Además del Thunderbird, ha presentando el Forty-Nine, inspirado
parcialmente en un coche del año 49, con ese mismo nombre. Al hablar
del Forty-Nine Ford no ha evitado la expresión «regreso al
futuro», que es lo que se dice siempre que aparece un prototipo
de corte retro.
Técnicamente no tiene ningún interés, salvo que lleva
el motor llamado Thunderbird, un V8 de cuatro válvulas por cilindro
y 3,9 litros de cilindrada.
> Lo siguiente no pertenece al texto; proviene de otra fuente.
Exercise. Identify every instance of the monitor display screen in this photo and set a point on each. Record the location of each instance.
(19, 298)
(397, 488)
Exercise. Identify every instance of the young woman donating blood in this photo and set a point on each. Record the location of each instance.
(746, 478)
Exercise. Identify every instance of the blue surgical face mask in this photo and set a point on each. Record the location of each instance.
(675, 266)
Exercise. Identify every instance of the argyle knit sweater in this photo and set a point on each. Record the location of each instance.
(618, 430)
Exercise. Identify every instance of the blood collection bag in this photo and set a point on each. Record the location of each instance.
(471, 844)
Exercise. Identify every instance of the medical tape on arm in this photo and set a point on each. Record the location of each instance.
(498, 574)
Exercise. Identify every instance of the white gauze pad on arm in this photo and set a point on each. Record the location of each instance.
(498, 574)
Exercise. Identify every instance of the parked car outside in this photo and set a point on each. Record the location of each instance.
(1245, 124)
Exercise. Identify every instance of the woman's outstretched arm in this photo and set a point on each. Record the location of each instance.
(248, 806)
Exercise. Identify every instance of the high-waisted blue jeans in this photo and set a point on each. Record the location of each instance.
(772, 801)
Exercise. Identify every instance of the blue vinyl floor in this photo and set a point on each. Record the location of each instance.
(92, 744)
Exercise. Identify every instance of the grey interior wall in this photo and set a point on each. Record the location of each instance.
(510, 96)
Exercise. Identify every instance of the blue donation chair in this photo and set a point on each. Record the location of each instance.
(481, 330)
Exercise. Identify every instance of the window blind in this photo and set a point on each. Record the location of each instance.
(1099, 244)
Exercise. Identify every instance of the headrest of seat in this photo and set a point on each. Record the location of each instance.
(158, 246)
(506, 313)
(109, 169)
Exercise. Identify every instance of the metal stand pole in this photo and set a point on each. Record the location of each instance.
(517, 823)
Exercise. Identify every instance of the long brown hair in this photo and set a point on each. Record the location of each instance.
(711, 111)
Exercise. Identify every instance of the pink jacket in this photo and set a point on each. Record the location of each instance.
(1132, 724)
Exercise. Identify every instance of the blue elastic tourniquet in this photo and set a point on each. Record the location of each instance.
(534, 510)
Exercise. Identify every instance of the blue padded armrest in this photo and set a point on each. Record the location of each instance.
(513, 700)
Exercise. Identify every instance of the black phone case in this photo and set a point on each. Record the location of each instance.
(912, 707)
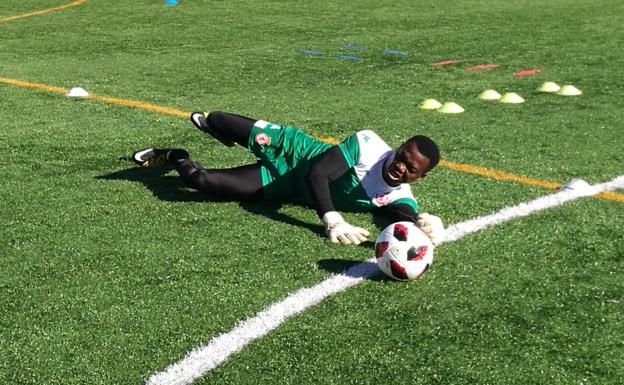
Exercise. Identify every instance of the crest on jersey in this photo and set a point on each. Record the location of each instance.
(262, 139)
(381, 198)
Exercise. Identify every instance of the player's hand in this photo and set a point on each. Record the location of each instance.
(338, 230)
(432, 226)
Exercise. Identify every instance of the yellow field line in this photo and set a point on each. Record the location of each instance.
(499, 175)
(460, 167)
(29, 14)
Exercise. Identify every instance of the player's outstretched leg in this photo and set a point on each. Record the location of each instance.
(200, 121)
(226, 127)
(156, 157)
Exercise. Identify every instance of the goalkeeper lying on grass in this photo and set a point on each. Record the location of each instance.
(360, 174)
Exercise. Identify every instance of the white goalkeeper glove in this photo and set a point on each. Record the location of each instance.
(432, 226)
(338, 230)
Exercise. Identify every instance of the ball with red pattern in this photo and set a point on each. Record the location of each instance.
(403, 251)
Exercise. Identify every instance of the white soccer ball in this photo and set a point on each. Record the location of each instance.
(403, 251)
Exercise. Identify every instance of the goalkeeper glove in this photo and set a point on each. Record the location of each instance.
(432, 226)
(337, 230)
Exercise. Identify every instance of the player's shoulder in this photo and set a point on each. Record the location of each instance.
(368, 137)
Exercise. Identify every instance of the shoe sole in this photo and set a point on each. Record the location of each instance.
(136, 157)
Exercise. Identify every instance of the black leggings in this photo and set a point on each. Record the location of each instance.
(238, 183)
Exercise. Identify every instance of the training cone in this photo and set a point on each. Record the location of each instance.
(77, 92)
(569, 90)
(549, 87)
(489, 95)
(512, 98)
(430, 104)
(451, 108)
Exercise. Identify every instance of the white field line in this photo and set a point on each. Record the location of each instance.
(204, 358)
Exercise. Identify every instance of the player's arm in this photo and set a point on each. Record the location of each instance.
(331, 166)
(430, 224)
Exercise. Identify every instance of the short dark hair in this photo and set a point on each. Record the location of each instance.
(428, 148)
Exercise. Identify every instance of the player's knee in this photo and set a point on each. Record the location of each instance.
(217, 119)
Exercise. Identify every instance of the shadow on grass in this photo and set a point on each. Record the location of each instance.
(355, 269)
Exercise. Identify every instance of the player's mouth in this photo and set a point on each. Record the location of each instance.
(394, 174)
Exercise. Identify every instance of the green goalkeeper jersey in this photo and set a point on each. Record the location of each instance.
(287, 154)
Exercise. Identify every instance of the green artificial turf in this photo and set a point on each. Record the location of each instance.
(109, 273)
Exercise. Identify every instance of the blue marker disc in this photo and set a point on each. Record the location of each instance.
(348, 57)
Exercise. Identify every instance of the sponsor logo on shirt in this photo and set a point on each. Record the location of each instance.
(381, 198)
(262, 139)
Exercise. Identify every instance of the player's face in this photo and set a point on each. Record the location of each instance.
(407, 165)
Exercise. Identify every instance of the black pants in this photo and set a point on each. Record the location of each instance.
(238, 183)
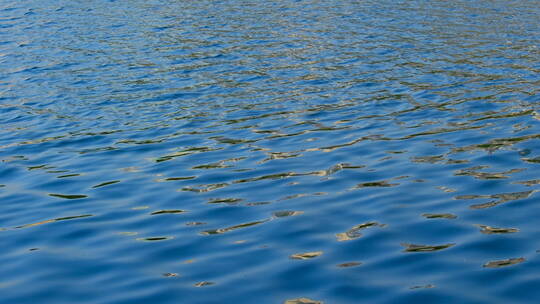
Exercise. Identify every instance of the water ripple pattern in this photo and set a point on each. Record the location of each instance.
(286, 151)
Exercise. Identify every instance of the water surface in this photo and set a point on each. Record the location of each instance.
(272, 152)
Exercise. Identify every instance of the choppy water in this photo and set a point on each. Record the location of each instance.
(258, 151)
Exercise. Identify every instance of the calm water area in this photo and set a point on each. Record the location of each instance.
(242, 151)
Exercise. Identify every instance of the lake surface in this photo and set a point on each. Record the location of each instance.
(269, 151)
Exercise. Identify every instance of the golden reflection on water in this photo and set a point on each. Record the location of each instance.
(503, 263)
(306, 255)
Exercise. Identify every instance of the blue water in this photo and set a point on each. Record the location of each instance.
(269, 151)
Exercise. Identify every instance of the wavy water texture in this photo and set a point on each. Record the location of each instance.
(286, 151)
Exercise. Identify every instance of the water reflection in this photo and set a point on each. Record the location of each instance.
(248, 135)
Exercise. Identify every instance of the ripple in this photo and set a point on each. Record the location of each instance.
(354, 233)
(55, 220)
(439, 215)
(105, 184)
(169, 211)
(68, 196)
(504, 263)
(306, 255)
(425, 248)
(493, 230)
(302, 301)
(231, 228)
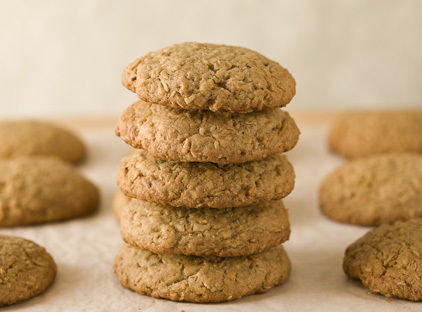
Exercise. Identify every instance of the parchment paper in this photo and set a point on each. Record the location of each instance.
(84, 249)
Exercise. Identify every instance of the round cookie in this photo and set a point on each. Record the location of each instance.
(26, 269)
(203, 136)
(200, 279)
(118, 203)
(35, 189)
(196, 185)
(374, 190)
(25, 138)
(388, 260)
(204, 76)
(203, 232)
(367, 133)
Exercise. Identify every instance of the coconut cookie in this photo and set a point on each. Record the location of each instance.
(374, 190)
(198, 185)
(26, 269)
(200, 279)
(368, 133)
(203, 136)
(23, 138)
(388, 260)
(43, 189)
(203, 232)
(118, 203)
(204, 76)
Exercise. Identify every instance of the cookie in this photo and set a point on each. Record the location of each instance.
(388, 260)
(35, 189)
(200, 279)
(118, 203)
(26, 269)
(25, 138)
(369, 133)
(374, 190)
(204, 76)
(203, 232)
(196, 185)
(222, 137)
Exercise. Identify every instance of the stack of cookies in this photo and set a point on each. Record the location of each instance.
(204, 220)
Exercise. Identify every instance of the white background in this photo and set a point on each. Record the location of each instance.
(66, 57)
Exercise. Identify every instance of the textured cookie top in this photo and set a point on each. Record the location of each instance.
(41, 189)
(23, 138)
(374, 190)
(200, 279)
(203, 76)
(388, 260)
(202, 232)
(198, 185)
(367, 133)
(26, 269)
(118, 203)
(221, 137)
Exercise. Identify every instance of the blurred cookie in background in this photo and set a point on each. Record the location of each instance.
(374, 190)
(25, 137)
(362, 134)
(388, 260)
(26, 269)
(36, 189)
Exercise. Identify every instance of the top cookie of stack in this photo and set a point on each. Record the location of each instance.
(208, 103)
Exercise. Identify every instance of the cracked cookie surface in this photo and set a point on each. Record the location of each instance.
(363, 134)
(203, 76)
(26, 269)
(388, 260)
(374, 190)
(200, 279)
(202, 232)
(35, 189)
(196, 185)
(25, 138)
(203, 136)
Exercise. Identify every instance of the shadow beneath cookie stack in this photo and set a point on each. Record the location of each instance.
(200, 207)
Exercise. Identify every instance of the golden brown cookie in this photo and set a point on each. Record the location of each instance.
(203, 232)
(196, 185)
(221, 137)
(200, 279)
(374, 190)
(388, 260)
(118, 203)
(204, 76)
(24, 138)
(36, 189)
(26, 269)
(367, 133)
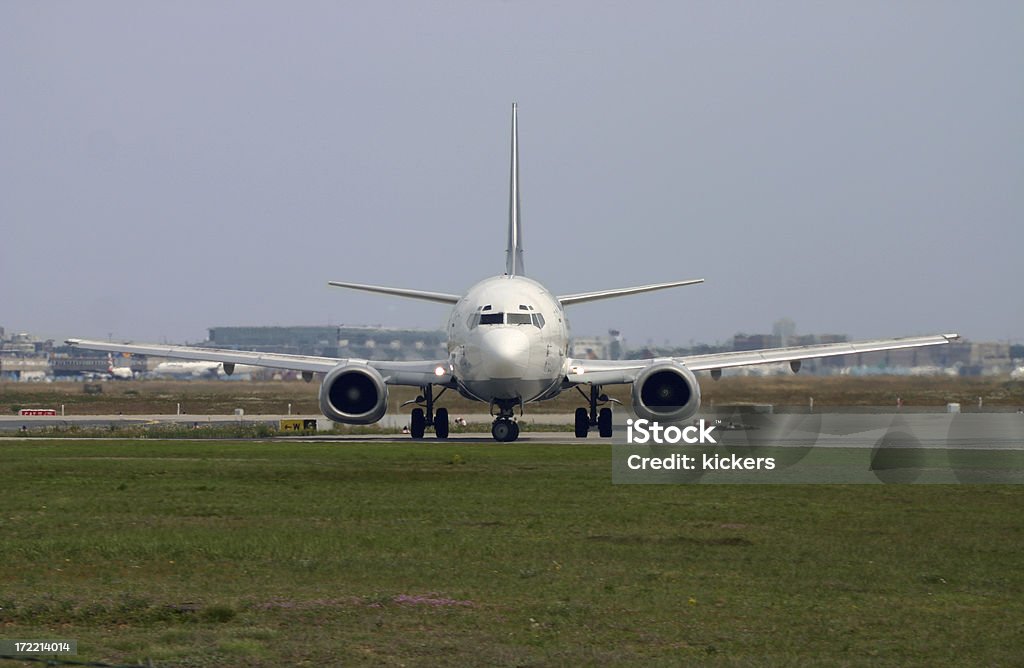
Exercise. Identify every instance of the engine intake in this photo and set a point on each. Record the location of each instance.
(667, 391)
(353, 394)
Como el Thunderbird, es tracción trasera,
otra vuelta al pasado para Ford.
Al margen de lo decorativo, la principal característica
en la carrocería del Forty-Nine es el techo de cristal desmontable.
Las piezas que soportan el techo por su parte central (montantes)
están disimuladas. Como tantos otros prototipos presentados en esta
edición de Detroit, es un cuatro plazas; los diseñadores se las
han arreglado mejor sin la central trasera.
Aparte de la forma y proporciones, el Forty-Nine
tiene muchos rasgos del pasado, aunque funcionalmente no sean iguales.
Los mandos del equipo de música, por ejemplo, recuerdan al aro que
servía de claxon en los coches de los 50. El equipo de sonido es
una de las características más notables, con un enorme subwoofer
y amplificadores que dan hasta 200 W, para llamar la atención no
sólo a la vista.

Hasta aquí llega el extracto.